KUALA LUMPUR, June 29 — The results of the 14th general election (GE14) left egg on pollsters and pundits’ faces as most failed to foresee Pakatan Harapan’s (PH) unlikely victory, instead predicting that Barisan Nasional (BN) would cling on with a reduced majority.

Independent pollster Merdeka Center’s Ibrahim Suffian admitted that the outcome both stumped him and bruised his ego.

“I could not even meet my friends out of shame,” he joked.

Speaking at a post-GE14 analysis by the International Islamic University Malaysia’s (IIUM) Electoral Studies Research Unit yesterday, Ibrahim gave several reasons why his prediction was off the mark.

Advertisement

Top of the list was the reluctance of a significant portion of survey respondents to share their sentiments, particularly among the Malays.

Nearly one in every three Malay respondents had declined to state which coalition they would be voting for in the general election, Ibrahim said.

This problem was also compounded by an inference that proved to be incorrect.

Advertisement

“Our model assumed those undecided would give their support to Barisan Nasional,” he said, explaining that the model was previously reliable in producing accurate predictions of the popular vote, including in the 2016 Kuala Kangsar by-election.

Ibrahim said his centre had tracked public sentiment over the 10-day campaigning period, and prior to polling day, charted expressed support for BN among Malays in Peninsular Malaysia at 34.6 per cent, compared to PH’s 16.7 per cent.

However, this was still thrown off by 16.4 per cent of respondents who said they remained undecided, 9.3 per cent who refused to answer, and 4.6 per cent who abstained.

Adjusted using Merdeka Center’s prediction model, the pollster had expected that 44.3 per cent of the Malay community’s vote to go to BN, compared to PH’s 27.6 per cent.

“We overcompensated for BN by a huge margin, around 10 percentage points,” he said.

Ibrahim said the reluctance of the public to speak about their political support is a cultural issue among Malaysians.

“A lot of people don’t want to talk. They can talk about the issues, but when it comes to their choice, they don’t want to talk,” he added.

In its final outcome projections on the eve of polling, Merdeka Center had predicted that PH was likely to win 43.7 per cent of the popular vote versus BN’s 40.3 per cent.

Despite predicting that BN would again lose the popular vote, Merdeka Center still expected the coalition to win enough seats to remain in power courtesy of the country’s first-past-the-post system.

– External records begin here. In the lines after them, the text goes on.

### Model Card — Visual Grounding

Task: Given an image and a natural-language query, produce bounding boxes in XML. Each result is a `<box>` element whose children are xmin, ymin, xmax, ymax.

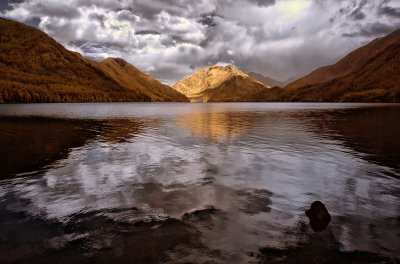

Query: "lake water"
<box><xmin>0</xmin><ymin>103</ymin><xmax>400</xmax><ymax>263</ymax></box>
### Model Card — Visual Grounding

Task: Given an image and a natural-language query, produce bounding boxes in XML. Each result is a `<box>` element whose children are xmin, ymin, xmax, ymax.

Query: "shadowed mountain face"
<box><xmin>0</xmin><ymin>18</ymin><xmax>187</xmax><ymax>103</ymax></box>
<box><xmin>99</xmin><ymin>58</ymin><xmax>189</xmax><ymax>102</ymax></box>
<box><xmin>285</xmin><ymin>30</ymin><xmax>400</xmax><ymax>89</ymax></box>
<box><xmin>255</xmin><ymin>30</ymin><xmax>400</xmax><ymax>102</ymax></box>
<box><xmin>173</xmin><ymin>64</ymin><xmax>268</xmax><ymax>102</ymax></box>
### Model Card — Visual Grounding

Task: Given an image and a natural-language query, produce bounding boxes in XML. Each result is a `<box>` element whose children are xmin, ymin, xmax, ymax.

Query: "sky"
<box><xmin>0</xmin><ymin>0</ymin><xmax>400</xmax><ymax>84</ymax></box>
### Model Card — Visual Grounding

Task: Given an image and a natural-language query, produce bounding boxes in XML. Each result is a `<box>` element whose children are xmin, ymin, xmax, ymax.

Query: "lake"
<box><xmin>0</xmin><ymin>103</ymin><xmax>400</xmax><ymax>263</ymax></box>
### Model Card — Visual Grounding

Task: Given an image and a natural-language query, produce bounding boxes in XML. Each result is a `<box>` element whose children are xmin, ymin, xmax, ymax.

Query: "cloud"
<box><xmin>0</xmin><ymin>0</ymin><xmax>400</xmax><ymax>84</ymax></box>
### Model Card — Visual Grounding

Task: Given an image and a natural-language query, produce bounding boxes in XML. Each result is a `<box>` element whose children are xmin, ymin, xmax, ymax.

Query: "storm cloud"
<box><xmin>0</xmin><ymin>0</ymin><xmax>400</xmax><ymax>84</ymax></box>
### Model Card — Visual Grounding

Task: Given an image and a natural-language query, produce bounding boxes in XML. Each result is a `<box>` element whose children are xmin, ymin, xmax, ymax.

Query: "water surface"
<box><xmin>0</xmin><ymin>103</ymin><xmax>400</xmax><ymax>263</ymax></box>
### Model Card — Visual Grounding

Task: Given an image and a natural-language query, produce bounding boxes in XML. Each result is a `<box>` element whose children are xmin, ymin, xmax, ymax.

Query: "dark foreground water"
<box><xmin>0</xmin><ymin>104</ymin><xmax>400</xmax><ymax>263</ymax></box>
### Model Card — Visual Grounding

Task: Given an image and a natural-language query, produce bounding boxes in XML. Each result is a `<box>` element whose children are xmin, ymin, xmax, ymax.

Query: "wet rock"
<box><xmin>306</xmin><ymin>201</ymin><xmax>331</xmax><ymax>232</ymax></box>
<box><xmin>182</xmin><ymin>206</ymin><xmax>220</xmax><ymax>220</ymax></box>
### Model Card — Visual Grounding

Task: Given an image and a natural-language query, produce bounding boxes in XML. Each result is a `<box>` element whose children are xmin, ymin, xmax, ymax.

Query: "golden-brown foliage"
<box><xmin>0</xmin><ymin>18</ymin><xmax>187</xmax><ymax>103</ymax></box>
<box><xmin>256</xmin><ymin>35</ymin><xmax>400</xmax><ymax>102</ymax></box>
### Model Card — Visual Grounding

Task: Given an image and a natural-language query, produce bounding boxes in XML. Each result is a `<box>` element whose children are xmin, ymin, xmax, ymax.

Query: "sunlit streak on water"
<box><xmin>0</xmin><ymin>104</ymin><xmax>400</xmax><ymax>262</ymax></box>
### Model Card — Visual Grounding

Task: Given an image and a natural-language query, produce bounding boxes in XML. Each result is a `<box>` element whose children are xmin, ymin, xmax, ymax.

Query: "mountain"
<box><xmin>247</xmin><ymin>72</ymin><xmax>288</xmax><ymax>87</ymax></box>
<box><xmin>0</xmin><ymin>18</ymin><xmax>188</xmax><ymax>102</ymax></box>
<box><xmin>172</xmin><ymin>63</ymin><xmax>268</xmax><ymax>102</ymax></box>
<box><xmin>98</xmin><ymin>58</ymin><xmax>188</xmax><ymax>102</ymax></box>
<box><xmin>255</xmin><ymin>30</ymin><xmax>400</xmax><ymax>102</ymax></box>
<box><xmin>285</xmin><ymin>30</ymin><xmax>400</xmax><ymax>89</ymax></box>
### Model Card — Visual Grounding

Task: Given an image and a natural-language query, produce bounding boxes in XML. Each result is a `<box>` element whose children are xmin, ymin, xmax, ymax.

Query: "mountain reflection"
<box><xmin>0</xmin><ymin>117</ymin><xmax>146</xmax><ymax>180</ymax></box>
<box><xmin>299</xmin><ymin>106</ymin><xmax>400</xmax><ymax>172</ymax></box>
<box><xmin>177</xmin><ymin>110</ymin><xmax>261</xmax><ymax>140</ymax></box>
<box><xmin>0</xmin><ymin>104</ymin><xmax>400</xmax><ymax>263</ymax></box>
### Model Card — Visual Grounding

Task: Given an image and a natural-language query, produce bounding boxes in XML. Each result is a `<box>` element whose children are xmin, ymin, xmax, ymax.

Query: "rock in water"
<box><xmin>306</xmin><ymin>201</ymin><xmax>331</xmax><ymax>232</ymax></box>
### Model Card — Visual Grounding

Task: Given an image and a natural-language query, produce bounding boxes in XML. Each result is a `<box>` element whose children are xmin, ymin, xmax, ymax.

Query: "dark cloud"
<box><xmin>197</xmin><ymin>13</ymin><xmax>217</xmax><ymax>27</ymax></box>
<box><xmin>343</xmin><ymin>22</ymin><xmax>400</xmax><ymax>37</ymax></box>
<box><xmin>135</xmin><ymin>30</ymin><xmax>160</xmax><ymax>35</ymax></box>
<box><xmin>248</xmin><ymin>0</ymin><xmax>276</xmax><ymax>6</ymax></box>
<box><xmin>0</xmin><ymin>0</ymin><xmax>400</xmax><ymax>84</ymax></box>
<box><xmin>378</xmin><ymin>6</ymin><xmax>400</xmax><ymax>18</ymax></box>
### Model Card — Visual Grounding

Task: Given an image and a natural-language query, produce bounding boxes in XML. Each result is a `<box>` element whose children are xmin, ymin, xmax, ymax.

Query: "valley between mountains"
<box><xmin>0</xmin><ymin>18</ymin><xmax>400</xmax><ymax>103</ymax></box>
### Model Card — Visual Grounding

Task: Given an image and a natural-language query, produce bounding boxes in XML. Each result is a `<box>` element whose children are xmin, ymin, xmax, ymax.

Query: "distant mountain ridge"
<box><xmin>255</xmin><ymin>30</ymin><xmax>400</xmax><ymax>102</ymax></box>
<box><xmin>172</xmin><ymin>63</ymin><xmax>269</xmax><ymax>102</ymax></box>
<box><xmin>0</xmin><ymin>18</ymin><xmax>188</xmax><ymax>103</ymax></box>
<box><xmin>285</xmin><ymin>30</ymin><xmax>400</xmax><ymax>89</ymax></box>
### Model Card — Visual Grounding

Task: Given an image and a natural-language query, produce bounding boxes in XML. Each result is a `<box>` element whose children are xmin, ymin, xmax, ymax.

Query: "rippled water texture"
<box><xmin>0</xmin><ymin>104</ymin><xmax>400</xmax><ymax>263</ymax></box>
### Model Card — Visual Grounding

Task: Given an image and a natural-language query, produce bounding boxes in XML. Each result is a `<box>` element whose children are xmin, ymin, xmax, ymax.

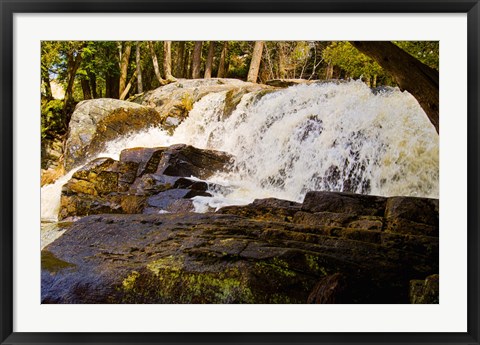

Prof Datuk Seri Syed Arabi Idid speaks during a post-GE14 analysis at IIUM in Kuala Lumpur June 28, 2018.
Prof Datuk Seri Syed Arabi Idid speaks during a post-GE14 analysis at IIUM in Kuala Lumpur June 28, 2018.

Ibrahim’s sentiment was shared by the IIUM Electoral Studies Research Unit’s Prof Datuk Seri Syed Arabi Idid, who has also tracked the popular vote for decades.

Despite Syed Arabi’s survey showing BN’s popular support stagnating at around 37 per cent for the last four years, down from a 48 per cent in 2013 and 42 per cent in 2014, he also did not predict a PH win.

“It was very risky, but they did the redelineation. We thought with the redelineation, it would be at best a hung Parliament,” the professor said.

The Election Commission had rammed through a redrawing of electoral boundaries just months ahead of GE14, inviting allegations that this was designed to benefit BN then.

Suspecting elements of gerrymandering, electoral reform group Bersih 2.0 and voters tried unsuccessfully to contest this via the courts.

Syed Arabi also said that the campaigning period for GE14 was odd, since voters were still undecided then, compared to previous elections when the public would have firmed up their choices even before Nomination Day.

Ibrahim and Syed Arabi’s remarks were consistent with Malay Mail’s straw poll in states such as Johor and Kedah, where Malay voters have largely been equivocal, choosing instead to adopt a “wait and see” approach, or insisting that their votes are secret.

This comes even as more and more Malays were seen attending PH’s ceramah, with many unabashedly wearing its parties’ tees and the mask of PH chairman Tun Dr Mahathir Mohamad.

Among the predictions, Invoke Malaysia and Ilham Centre were the most confident about a PH win, predicting a sweep of 111 and 100 seats respectively.

PH ended up winning 113 seats, enough to form a simple majority and hand BN its only ever defeat in a general election.